Magdala voulait crier mais aucun son ne traversait ses lèvres.

« Voici l’Enfer ! »

Un hurlement hystérique avait éclaté dans le silence.

Ana, Linnea et Moea avaient accouru, inondant de lumière la galerie. Magdala était demeurée prostrée contre la roche, la lame dressée dans le vide, ses yeux opiniâtrement clos, le visage couvert de sueur, poussant des cris stridents.

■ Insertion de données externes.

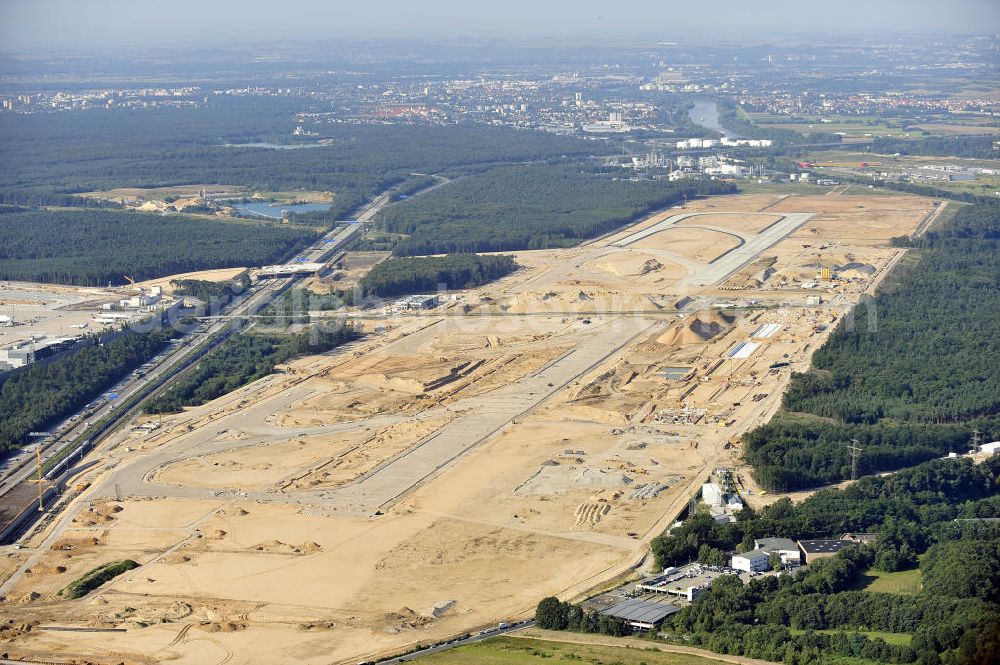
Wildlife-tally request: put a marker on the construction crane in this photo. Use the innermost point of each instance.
(820, 165)
(40, 481)
(855, 450)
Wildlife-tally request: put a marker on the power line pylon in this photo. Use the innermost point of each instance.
(855, 451)
(40, 480)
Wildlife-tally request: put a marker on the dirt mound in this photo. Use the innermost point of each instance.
(696, 330)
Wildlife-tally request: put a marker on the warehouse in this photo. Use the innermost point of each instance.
(754, 561)
(640, 614)
(812, 550)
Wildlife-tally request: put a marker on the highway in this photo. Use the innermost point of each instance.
(457, 642)
(98, 418)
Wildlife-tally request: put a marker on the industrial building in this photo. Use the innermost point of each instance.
(813, 550)
(861, 538)
(290, 270)
(686, 583)
(786, 548)
(641, 615)
(754, 561)
(712, 494)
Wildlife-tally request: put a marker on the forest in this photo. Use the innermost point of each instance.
(732, 120)
(214, 295)
(910, 390)
(402, 276)
(938, 146)
(91, 247)
(529, 207)
(43, 156)
(928, 519)
(34, 398)
(244, 358)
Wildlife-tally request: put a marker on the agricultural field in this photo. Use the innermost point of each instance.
(434, 476)
(903, 581)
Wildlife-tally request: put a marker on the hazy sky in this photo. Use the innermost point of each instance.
(59, 23)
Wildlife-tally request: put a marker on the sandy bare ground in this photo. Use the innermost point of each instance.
(448, 471)
(217, 275)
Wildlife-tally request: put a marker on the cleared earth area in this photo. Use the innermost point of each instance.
(442, 474)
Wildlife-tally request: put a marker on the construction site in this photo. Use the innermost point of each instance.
(458, 463)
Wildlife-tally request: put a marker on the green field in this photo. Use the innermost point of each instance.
(512, 650)
(905, 581)
(849, 125)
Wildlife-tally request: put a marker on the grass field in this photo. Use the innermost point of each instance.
(514, 651)
(904, 582)
(899, 639)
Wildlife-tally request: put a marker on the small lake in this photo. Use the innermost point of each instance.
(706, 114)
(272, 210)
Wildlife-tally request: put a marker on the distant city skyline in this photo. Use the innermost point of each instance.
(100, 24)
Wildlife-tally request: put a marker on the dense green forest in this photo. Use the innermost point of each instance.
(294, 305)
(912, 389)
(732, 120)
(401, 276)
(244, 358)
(34, 398)
(45, 157)
(529, 207)
(938, 146)
(932, 511)
(94, 247)
(214, 295)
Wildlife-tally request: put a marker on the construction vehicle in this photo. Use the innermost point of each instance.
(821, 165)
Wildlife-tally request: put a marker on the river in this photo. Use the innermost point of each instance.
(271, 210)
(705, 113)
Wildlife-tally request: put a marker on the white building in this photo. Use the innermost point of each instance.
(712, 494)
(753, 561)
(415, 302)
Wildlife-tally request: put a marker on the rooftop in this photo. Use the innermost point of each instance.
(753, 555)
(775, 544)
(643, 611)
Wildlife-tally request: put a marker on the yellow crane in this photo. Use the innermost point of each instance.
(40, 481)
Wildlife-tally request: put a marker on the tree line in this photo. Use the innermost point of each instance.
(529, 207)
(244, 358)
(91, 247)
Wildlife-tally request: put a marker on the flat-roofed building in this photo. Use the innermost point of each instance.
(786, 548)
(641, 614)
(754, 561)
(813, 550)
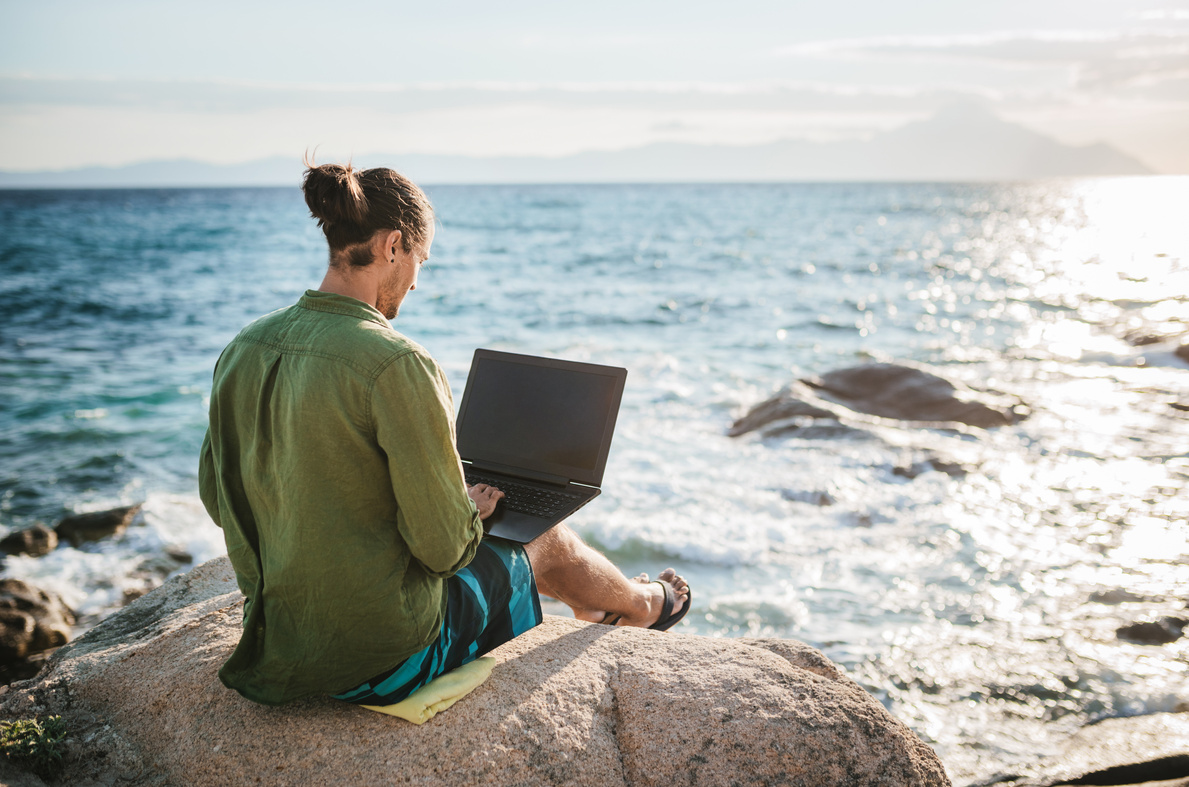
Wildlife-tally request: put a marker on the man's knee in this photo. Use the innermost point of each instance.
(557, 545)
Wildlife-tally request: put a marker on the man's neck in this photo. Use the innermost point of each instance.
(359, 288)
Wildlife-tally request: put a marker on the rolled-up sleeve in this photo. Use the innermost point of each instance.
(414, 416)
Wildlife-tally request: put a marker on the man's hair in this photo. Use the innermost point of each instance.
(351, 206)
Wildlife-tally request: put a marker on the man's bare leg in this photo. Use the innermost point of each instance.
(582, 578)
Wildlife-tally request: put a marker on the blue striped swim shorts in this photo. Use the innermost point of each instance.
(488, 603)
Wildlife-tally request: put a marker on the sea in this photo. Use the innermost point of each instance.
(980, 606)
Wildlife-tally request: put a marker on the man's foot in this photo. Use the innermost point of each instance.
(656, 615)
(611, 618)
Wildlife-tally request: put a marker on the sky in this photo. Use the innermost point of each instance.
(118, 82)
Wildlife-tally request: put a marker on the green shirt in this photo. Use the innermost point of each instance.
(331, 466)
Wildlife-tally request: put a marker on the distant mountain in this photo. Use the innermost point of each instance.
(957, 144)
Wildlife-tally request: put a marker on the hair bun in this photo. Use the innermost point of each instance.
(334, 195)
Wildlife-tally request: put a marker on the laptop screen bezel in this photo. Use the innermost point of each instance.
(580, 474)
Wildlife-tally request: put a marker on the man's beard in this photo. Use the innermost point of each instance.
(388, 300)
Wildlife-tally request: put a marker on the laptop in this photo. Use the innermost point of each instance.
(540, 430)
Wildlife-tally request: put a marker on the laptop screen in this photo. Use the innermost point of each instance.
(540, 414)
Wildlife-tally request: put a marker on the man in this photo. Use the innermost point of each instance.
(331, 466)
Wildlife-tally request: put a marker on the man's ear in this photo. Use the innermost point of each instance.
(392, 245)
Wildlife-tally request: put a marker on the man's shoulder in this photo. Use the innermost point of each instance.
(366, 345)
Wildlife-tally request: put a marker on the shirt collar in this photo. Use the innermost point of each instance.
(335, 303)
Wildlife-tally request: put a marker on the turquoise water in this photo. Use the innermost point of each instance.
(963, 603)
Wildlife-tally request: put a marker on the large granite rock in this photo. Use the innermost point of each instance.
(1138, 750)
(32, 621)
(567, 704)
(892, 391)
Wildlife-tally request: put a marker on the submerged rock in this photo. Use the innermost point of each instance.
(98, 524)
(950, 467)
(568, 703)
(35, 541)
(911, 394)
(1163, 631)
(885, 390)
(1138, 750)
(786, 409)
(32, 621)
(1117, 596)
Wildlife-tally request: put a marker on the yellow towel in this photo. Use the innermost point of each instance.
(439, 693)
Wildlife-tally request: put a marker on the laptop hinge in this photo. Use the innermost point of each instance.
(520, 472)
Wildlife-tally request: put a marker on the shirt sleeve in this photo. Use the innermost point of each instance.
(208, 484)
(414, 416)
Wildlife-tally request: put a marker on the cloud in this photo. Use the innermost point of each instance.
(1095, 60)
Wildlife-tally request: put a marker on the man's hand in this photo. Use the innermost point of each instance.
(485, 498)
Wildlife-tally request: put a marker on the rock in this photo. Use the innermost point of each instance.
(568, 703)
(884, 390)
(1117, 596)
(1167, 629)
(951, 468)
(31, 622)
(95, 526)
(35, 541)
(813, 497)
(784, 409)
(910, 394)
(1132, 750)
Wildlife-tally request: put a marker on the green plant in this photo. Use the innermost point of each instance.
(33, 743)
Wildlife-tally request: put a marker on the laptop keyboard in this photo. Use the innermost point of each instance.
(524, 498)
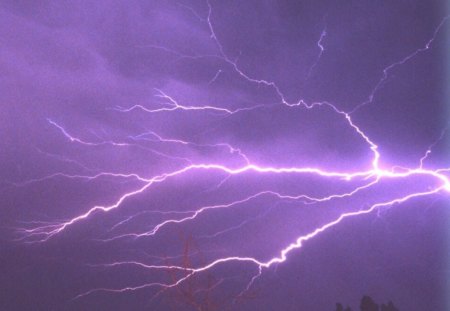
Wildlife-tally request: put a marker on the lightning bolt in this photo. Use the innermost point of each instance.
(367, 178)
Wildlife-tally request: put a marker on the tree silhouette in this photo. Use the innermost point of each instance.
(339, 307)
(368, 304)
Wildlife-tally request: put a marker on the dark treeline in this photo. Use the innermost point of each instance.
(367, 304)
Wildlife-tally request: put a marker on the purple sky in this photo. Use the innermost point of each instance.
(195, 104)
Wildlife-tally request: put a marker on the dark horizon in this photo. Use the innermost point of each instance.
(237, 155)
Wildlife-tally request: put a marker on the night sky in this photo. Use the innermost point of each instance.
(224, 155)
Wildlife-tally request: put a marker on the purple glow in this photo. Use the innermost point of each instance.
(162, 155)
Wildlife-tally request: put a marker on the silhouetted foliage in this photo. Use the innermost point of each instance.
(389, 307)
(368, 304)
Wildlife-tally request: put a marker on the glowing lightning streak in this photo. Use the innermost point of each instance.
(51, 229)
(275, 260)
(398, 63)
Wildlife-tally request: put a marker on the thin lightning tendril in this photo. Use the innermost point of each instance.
(370, 176)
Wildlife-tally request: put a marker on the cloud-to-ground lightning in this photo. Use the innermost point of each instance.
(353, 182)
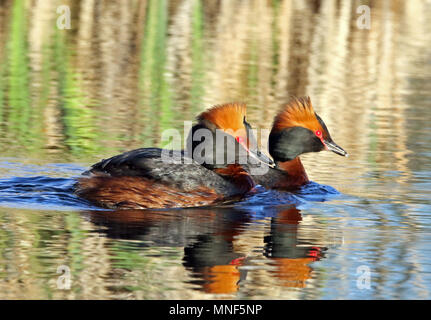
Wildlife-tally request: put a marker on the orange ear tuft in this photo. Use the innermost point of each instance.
(229, 116)
(298, 112)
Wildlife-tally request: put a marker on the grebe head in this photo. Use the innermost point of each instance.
(221, 132)
(297, 129)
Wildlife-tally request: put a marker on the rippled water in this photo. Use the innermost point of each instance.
(123, 74)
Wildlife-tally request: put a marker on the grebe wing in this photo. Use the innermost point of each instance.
(166, 166)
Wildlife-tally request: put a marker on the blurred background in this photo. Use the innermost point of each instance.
(127, 70)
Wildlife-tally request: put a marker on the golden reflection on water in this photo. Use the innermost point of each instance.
(124, 73)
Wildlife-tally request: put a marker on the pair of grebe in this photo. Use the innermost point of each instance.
(144, 178)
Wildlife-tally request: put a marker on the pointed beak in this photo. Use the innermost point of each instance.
(332, 146)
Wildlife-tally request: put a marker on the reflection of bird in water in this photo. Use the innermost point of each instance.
(156, 178)
(208, 236)
(291, 256)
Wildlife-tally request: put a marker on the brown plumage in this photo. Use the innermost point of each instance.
(140, 193)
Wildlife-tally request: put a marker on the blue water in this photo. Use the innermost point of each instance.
(311, 244)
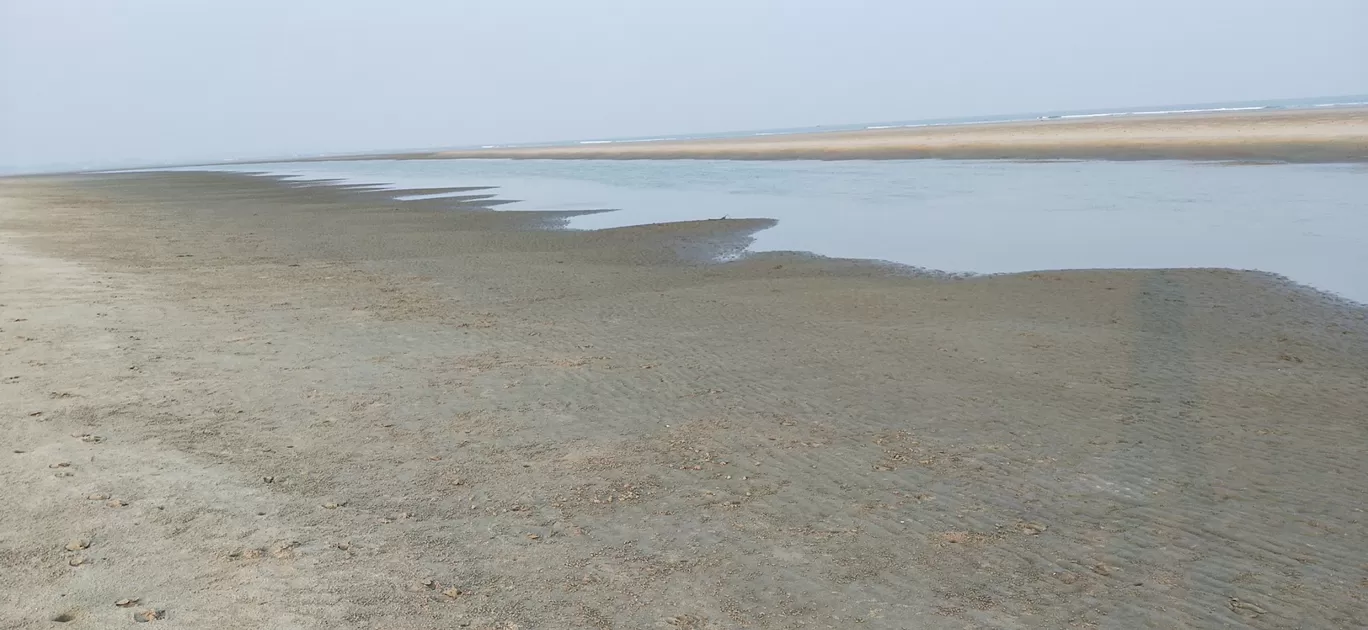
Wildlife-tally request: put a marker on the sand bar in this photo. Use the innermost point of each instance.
(1316, 135)
(259, 405)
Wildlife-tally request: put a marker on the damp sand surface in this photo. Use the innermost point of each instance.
(252, 403)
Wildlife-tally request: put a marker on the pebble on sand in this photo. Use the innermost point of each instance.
(149, 615)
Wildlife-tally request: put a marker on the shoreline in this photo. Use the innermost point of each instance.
(1298, 135)
(344, 410)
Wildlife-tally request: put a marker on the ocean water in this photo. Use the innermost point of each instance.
(1307, 222)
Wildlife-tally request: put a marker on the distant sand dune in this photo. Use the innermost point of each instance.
(1283, 135)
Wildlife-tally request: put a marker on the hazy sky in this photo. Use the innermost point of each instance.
(137, 81)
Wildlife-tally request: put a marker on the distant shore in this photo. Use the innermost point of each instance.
(1318, 135)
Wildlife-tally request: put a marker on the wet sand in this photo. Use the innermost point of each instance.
(1318, 135)
(255, 405)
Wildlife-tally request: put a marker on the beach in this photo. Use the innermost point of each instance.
(1304, 135)
(255, 403)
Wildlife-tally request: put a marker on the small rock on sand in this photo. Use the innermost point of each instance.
(149, 615)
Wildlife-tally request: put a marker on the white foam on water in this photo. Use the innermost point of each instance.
(1304, 222)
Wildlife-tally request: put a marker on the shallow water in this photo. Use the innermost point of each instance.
(1308, 222)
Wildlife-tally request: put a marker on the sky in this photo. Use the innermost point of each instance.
(100, 84)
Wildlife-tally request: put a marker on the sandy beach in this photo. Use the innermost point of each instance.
(1307, 135)
(241, 403)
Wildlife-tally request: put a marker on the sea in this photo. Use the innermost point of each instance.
(1305, 222)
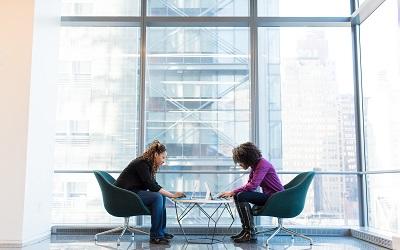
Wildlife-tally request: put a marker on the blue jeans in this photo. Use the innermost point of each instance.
(156, 202)
(256, 198)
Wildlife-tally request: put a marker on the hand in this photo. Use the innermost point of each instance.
(179, 195)
(226, 194)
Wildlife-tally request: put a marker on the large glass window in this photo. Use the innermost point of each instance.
(198, 8)
(306, 114)
(100, 8)
(197, 102)
(380, 54)
(197, 89)
(304, 8)
(96, 108)
(198, 97)
(381, 90)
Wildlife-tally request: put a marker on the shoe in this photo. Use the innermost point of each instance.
(159, 241)
(168, 236)
(248, 236)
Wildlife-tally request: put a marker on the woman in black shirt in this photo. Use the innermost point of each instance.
(139, 177)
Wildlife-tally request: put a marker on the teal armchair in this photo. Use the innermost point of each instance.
(286, 204)
(119, 203)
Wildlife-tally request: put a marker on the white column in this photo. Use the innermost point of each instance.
(29, 33)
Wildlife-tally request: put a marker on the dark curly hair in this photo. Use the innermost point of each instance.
(153, 148)
(246, 153)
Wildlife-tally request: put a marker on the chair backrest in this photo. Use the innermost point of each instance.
(290, 202)
(117, 201)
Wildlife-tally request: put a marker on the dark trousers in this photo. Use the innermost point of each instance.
(156, 202)
(255, 198)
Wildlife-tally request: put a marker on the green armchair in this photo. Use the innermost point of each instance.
(286, 204)
(119, 203)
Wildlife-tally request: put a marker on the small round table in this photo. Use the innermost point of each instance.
(191, 203)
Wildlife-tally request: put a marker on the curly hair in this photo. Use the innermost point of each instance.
(153, 148)
(246, 153)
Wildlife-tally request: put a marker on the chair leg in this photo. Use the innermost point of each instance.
(123, 229)
(133, 230)
(267, 230)
(273, 235)
(297, 234)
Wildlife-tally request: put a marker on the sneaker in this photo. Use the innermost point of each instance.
(168, 236)
(159, 241)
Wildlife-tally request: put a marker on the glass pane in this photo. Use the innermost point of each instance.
(97, 98)
(198, 8)
(307, 98)
(197, 93)
(77, 199)
(332, 200)
(100, 8)
(383, 202)
(305, 8)
(380, 61)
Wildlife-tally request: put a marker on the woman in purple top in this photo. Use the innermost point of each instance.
(262, 175)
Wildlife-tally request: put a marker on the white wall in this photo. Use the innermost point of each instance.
(28, 56)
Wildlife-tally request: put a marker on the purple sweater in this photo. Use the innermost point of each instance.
(262, 175)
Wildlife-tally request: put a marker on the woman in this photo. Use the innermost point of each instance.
(262, 175)
(139, 177)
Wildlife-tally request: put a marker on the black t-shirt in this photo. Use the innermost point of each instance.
(137, 176)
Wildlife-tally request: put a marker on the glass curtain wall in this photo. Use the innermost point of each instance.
(199, 101)
(380, 65)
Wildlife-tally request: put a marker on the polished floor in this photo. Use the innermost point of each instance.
(85, 242)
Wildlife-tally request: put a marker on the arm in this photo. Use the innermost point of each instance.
(254, 180)
(171, 195)
(144, 175)
(152, 184)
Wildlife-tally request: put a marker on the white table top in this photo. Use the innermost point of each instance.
(204, 201)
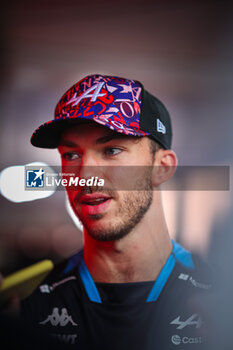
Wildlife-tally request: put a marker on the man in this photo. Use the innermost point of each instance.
(131, 287)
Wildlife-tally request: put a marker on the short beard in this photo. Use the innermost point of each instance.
(131, 211)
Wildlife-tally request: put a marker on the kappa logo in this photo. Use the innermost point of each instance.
(57, 319)
(96, 88)
(161, 127)
(194, 320)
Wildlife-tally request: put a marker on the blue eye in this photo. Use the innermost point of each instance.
(69, 156)
(112, 151)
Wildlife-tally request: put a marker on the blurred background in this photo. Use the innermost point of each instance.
(182, 52)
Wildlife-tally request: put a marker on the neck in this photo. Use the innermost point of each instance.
(139, 256)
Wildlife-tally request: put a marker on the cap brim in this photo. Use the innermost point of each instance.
(48, 134)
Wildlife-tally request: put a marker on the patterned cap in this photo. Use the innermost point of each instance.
(120, 104)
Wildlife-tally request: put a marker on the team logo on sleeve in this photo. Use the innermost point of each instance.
(194, 320)
(59, 318)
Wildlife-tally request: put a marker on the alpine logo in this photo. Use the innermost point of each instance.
(59, 319)
(96, 88)
(161, 127)
(194, 320)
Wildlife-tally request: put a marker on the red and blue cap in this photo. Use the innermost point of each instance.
(120, 104)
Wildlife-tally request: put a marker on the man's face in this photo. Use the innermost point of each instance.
(107, 214)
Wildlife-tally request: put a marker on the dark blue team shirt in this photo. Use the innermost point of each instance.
(163, 314)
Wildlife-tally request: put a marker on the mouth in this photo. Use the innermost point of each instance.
(93, 204)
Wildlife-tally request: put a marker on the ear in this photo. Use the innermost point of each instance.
(165, 164)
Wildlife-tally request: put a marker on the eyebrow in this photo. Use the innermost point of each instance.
(100, 141)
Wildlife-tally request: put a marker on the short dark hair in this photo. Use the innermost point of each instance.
(154, 146)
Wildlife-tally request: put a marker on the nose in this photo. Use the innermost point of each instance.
(89, 166)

— Qu’esqu’y a ?! T’as vu quequ’chose ?!

De concert, Moea et Linnea avaient brandi leurs lanternes vers le couloir afin d’y distinguer, sinon constater une possible présence. Mais rien aux alentours ne vivait. Elles s’étaient enfoncées davantage, Moea en avant, Linnea assurant ses arrières mais au bout de quelques mètres, force était de constater qu’elles étaient bien seules.

— N’y a-t-il vraiment rien ? avait insisté Magdala en s’agrippant aux bras qu’Ana lui tendait.

— Rien, j’peux vous l’assurer. Pas d’trace, pas d’silhouette ou d’bruit. Rien.

— Je l’ai vue pourtant ! Elle était là ! Je puis vous le jurer !

— M’est avis, Min Däm, avait sagement professé Linnea, que vous êtes épuisée et que vos nerfs se jouent de vous.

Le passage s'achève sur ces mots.